In November 2010, workers alongside union members protested outside the smelter against the state government's engagement with the smelter's power supply. This engagement involved the state government advising the smelter's energy provider, Delta Electricity, not to sign a ten-year contract extension with the smelter. The protest involved the Australian Worker's Union secretary in Newcastle, the Cessnock MP and head of the smelter.

==Closure, demolition and remediation==
Norsk Hydro announced the smelter's closure on 5 June 2012, citing weak aluminium prices, a strong Australian dollar and an uncertain economic outlook for the closure. It stopped producing primary metal in September 2012 and casting house products in October 2012. The smelter's permanent closure occurred in May 2014. Following the closure, the smelter was engaged in an array of environmental impact assessments aimed at facilitating the remediation of contaminated land. Managing director of Norsk Hydro, Richard Brown, estimates that the cost of demolition and remediation of the site will be more than $100 million in addition to future environmental costs.

Site remediation work commenced in 2016 with an estimated 2020 completion date. Stage 1 of demolition of the Aluminium Smelter was undertaken by CMA contracting and began in May 2017. The demolition included removal of all three potlines, asbestos waste elimination and recycling of waste materials. Stage 2 of demolition was approved in May 2018 and involves the demolition of infrastructure below ground. The smelter's distinctive stacks were demolished in May 2019. An action camera positioned close to the smelter to capture the falling smokestacks was flung 40 metres due to the impact of the stacks hitting the ground.

In August 2018 Hydro announced sale of the smelter to Flow Systems, a private water and power company which supplies water to nearby suburbs. The deal was part of Hydro's $150 million ‘Regrowth Kurri Kurri Project’. However, the sale was revoked when Flow Systems went into voluntary administration a few months after buying the Kurri Smelter.

The 2000 hectare site is being designated for 65% conservation purposes, 10% residential and employment purposes and 15% for rural land. In 2020 the smelter site was sold to Stevens Group and McCloy Group as a combined property and residential land development business entity. The partnership is planning on developing the site into a new suburb called Loxford Waters with 2000 new homes with added industrial estates and a business park.
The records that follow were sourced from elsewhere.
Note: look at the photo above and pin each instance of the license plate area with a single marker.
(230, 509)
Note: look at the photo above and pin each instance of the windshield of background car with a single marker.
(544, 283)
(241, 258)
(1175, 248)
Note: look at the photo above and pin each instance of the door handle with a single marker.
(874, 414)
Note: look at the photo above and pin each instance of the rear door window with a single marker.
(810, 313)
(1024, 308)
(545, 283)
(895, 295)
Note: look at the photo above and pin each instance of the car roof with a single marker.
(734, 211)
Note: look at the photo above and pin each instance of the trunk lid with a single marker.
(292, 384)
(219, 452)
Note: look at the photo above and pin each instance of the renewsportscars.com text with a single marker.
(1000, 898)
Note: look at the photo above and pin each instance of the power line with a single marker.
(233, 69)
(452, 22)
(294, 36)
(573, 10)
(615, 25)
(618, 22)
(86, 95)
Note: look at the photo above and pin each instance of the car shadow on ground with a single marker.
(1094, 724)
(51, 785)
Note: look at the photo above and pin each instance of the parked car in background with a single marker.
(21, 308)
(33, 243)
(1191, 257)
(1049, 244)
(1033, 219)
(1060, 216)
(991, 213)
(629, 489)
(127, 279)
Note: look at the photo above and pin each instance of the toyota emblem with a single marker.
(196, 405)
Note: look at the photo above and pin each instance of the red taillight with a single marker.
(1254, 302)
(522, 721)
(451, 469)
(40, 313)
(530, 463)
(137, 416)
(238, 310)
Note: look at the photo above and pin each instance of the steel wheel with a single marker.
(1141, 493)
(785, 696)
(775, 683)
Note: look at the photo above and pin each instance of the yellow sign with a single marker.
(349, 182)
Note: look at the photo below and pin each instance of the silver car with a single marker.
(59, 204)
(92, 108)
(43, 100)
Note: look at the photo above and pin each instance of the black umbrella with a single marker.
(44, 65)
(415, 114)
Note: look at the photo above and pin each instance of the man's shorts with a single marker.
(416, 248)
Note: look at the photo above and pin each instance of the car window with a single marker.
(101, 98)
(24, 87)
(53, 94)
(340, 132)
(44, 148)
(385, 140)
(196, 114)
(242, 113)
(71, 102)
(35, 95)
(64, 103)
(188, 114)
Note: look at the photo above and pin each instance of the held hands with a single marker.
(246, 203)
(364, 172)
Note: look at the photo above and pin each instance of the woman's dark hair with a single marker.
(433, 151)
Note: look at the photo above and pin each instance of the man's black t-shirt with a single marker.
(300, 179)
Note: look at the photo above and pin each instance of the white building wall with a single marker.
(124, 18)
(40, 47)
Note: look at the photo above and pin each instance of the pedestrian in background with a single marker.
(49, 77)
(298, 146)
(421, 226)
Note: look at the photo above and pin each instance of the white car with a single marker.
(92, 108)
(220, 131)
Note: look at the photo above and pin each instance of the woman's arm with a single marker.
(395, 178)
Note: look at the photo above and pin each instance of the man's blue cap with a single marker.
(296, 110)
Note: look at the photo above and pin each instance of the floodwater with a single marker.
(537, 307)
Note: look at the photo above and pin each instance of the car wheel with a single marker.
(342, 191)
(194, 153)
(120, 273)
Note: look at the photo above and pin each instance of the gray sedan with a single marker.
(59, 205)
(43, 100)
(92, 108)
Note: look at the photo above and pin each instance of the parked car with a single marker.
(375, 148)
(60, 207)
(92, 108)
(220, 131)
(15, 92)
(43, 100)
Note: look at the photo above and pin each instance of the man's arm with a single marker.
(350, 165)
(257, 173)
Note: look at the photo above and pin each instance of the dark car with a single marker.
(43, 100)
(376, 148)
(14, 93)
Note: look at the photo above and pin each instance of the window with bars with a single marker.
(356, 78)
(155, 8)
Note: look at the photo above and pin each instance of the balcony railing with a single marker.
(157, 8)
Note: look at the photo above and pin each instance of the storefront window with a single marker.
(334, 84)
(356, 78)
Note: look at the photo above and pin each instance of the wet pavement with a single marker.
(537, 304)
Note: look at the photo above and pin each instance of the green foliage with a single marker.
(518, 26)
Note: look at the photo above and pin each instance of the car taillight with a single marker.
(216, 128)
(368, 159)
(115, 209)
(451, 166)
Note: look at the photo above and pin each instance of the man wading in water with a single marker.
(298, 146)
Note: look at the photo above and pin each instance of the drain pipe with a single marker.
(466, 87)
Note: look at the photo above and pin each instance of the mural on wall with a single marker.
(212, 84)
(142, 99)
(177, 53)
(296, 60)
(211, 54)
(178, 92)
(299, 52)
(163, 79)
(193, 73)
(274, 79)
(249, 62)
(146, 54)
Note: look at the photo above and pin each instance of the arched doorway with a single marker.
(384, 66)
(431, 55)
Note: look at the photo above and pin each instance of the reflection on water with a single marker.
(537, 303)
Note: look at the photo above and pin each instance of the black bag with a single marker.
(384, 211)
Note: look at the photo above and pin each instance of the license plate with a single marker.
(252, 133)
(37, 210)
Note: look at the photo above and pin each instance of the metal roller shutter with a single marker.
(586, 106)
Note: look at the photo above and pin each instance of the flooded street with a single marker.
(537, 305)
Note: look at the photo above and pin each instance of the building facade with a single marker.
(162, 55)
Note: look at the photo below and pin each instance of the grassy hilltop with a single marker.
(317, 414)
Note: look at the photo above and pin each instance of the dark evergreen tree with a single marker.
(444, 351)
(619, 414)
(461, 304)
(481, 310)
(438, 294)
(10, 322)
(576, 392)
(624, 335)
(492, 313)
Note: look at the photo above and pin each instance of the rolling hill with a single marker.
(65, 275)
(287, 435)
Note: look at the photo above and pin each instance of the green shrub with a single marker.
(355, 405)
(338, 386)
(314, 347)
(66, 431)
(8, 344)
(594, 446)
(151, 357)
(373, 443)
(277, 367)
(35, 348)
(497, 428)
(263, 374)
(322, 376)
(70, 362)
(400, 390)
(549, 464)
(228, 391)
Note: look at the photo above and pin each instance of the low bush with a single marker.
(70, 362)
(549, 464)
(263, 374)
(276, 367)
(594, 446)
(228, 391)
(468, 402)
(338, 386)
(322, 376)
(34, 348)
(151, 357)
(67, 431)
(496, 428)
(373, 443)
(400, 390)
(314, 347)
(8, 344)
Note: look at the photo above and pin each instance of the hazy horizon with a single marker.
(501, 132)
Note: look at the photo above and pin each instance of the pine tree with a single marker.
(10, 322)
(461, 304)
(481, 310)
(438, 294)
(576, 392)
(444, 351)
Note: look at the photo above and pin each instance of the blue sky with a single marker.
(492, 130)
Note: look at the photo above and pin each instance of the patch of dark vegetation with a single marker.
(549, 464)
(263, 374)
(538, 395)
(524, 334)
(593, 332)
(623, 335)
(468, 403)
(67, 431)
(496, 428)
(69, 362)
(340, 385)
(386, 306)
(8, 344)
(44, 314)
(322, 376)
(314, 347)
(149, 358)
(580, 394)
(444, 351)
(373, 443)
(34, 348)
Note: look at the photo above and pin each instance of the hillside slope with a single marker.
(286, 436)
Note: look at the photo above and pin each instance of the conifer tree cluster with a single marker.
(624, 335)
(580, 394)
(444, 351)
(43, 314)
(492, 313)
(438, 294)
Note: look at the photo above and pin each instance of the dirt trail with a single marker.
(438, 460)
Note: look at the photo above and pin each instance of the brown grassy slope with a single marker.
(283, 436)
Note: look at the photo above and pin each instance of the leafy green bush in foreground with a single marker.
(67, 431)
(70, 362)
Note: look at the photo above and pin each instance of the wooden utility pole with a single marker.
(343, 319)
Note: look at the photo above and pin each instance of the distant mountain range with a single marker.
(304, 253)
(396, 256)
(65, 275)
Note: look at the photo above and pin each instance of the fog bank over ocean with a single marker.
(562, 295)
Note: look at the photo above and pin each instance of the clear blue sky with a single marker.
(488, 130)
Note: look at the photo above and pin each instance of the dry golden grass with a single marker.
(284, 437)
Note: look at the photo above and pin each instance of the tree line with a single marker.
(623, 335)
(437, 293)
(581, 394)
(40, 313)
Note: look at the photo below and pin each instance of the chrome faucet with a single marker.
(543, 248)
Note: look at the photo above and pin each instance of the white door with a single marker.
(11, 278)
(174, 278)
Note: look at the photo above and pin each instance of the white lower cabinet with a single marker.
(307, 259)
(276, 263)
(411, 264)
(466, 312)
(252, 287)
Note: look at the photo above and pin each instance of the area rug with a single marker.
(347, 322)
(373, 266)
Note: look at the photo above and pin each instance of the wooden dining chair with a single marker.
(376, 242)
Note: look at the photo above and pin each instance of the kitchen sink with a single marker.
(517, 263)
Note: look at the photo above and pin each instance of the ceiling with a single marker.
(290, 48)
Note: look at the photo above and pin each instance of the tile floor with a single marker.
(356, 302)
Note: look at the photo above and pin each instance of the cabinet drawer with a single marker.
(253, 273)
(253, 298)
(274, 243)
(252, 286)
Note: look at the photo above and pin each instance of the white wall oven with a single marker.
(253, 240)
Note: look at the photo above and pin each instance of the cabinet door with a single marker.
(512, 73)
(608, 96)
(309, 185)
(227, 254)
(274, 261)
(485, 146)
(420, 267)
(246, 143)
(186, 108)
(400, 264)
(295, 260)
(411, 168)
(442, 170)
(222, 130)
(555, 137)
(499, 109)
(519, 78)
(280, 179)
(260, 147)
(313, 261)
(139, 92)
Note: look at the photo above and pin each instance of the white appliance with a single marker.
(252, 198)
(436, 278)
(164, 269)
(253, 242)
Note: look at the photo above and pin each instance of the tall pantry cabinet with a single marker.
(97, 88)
These increases in housing will be met with environmental buffer zones. Use of the site is seen as important for economic recovery for Kurri Kurri following the smelter's closure. Plans are also to use the existing power infrastructure from the smelter to establish power generation through solar power or a gas peaking plant for the industrial estate.

The smelter's closure resulted in over 600 direct employees losing their job. In May 2021, it was announced that the smelter site would be redeveloped as the 660 MW Kurri Kurri gas Power Station, which started testing in March 2025.

==Cultural and economic significance==
The Kurri Kurri Aluminium Smelter was a significant employer of the region and contributed to the identity and culture of the town. To celebrate the Plant's 40th anniversary, Hydro gifted a giant kookaburra sculpture to the town on 14 December 2009. The Kurri Kurri Smelter Reunion Committee was formed in 2013 to reunite former workers and share their memories of the smelter's operation. In November 2019 the committee held their seventh annual reunion involving 300 ex-workers.

The smelter totalled economic inflows to the town of Kurri Kurri at over $80 million a year, predominantly through salaries and use of local services.